You are viewing a plain text version of this content. The canonical link for it is here.
Posted to user@nutch.apache.org by "McGibbney, Lewis John" <Le...@gcu.ac.uk> on 2011/01/14 14:00:50 UTC

Database data storage question

Hello List,

I am gathering information on the above topic as I intend to integrate a database to store fetched data. I would like community input of any experiences using different database implementations before doing so. E.g. comparison between HBase & MySQL etc.

Thank you

Lewis


Glasgow Caledonian University is a registered Scottish charity, number SC021474

Winner: Times Higher Education's Widening Participation Initiative of the Year 2009 and Herald Society's Education Initiative of the Year 2009
http://www.gcu.ac.uk/newsevents/news/bycategory/theuniversity/1/name,6219,en.html

Re: Database data storage question

Posted by Alexis <al...@gmail.com>.
>> NoSQL technology scales better, but for a "reasonable" volume MySQL
>> will do the job fine and faster.

Sorry it was not working that well in my tests with Gora code as is
and MySQL backend, because of the broad SELECT statement. The issue is
described here:
http://techvineyard.blogspot.com/2010/12/build-nutch-20.html#Gora

and reported in the JIRA: https://issues.apache.org/jira/browse/GORA-23

Alexis

Re: Database data storage question

Posted by Andrzej Bialecki <ab...@getopt.org>.
On 1/16/11 7:40 AM, Alexis wrote:
> Dear Otis and Lewis,
>
> According to the few tests I made. I feel MySQL has the best
> performance, compared to HSQL and HBase. HSQL is slower and takes up
> so much disk space. HBase uses more resources. Under HBase, I couldn't
> get the Fetch job to complete when holding 5000 pages buffered in
> memory, without having my laptop getting extremely slow. It finally
> worked with a flushing frequency to the store of 2500 pages. Under
> MySQL, it worked out smoothly with a 10000 value.

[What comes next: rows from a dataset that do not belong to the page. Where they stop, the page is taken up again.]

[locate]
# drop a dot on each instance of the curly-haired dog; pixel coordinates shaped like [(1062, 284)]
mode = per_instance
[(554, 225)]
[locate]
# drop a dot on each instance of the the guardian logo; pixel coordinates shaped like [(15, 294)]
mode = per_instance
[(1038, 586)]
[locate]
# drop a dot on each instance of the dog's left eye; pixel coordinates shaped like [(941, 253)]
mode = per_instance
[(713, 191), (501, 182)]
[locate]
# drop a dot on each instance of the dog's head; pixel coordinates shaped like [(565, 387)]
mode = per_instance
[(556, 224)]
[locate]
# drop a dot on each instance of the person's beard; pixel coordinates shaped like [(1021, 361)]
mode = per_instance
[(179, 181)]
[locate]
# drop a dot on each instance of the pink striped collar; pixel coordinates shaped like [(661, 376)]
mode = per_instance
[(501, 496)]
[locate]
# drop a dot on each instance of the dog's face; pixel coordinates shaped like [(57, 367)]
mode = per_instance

...and this is of course nowhere near the level of scalability that 1.x 
releases had, as they would easily crawl a hundred million pages. 
There's a lot of remaining work on Gora and its integration with Nutch 
that affects this situation.

Eventually I expect HBase will be the best choice for large scale 
crawling, with MySQL backend suitable for small to medium scale, and 
HSQL being used only for tests or really small crawls < 1000 pages.

>
> NoSQL technology scales better, but for a "reasonable" volume MySQL
> will do the job fine and faster.
>
> It would be nice to test Cassandra as Gora backend. Write operations
> are allegedly faster that Hbase. Haven't tried yet.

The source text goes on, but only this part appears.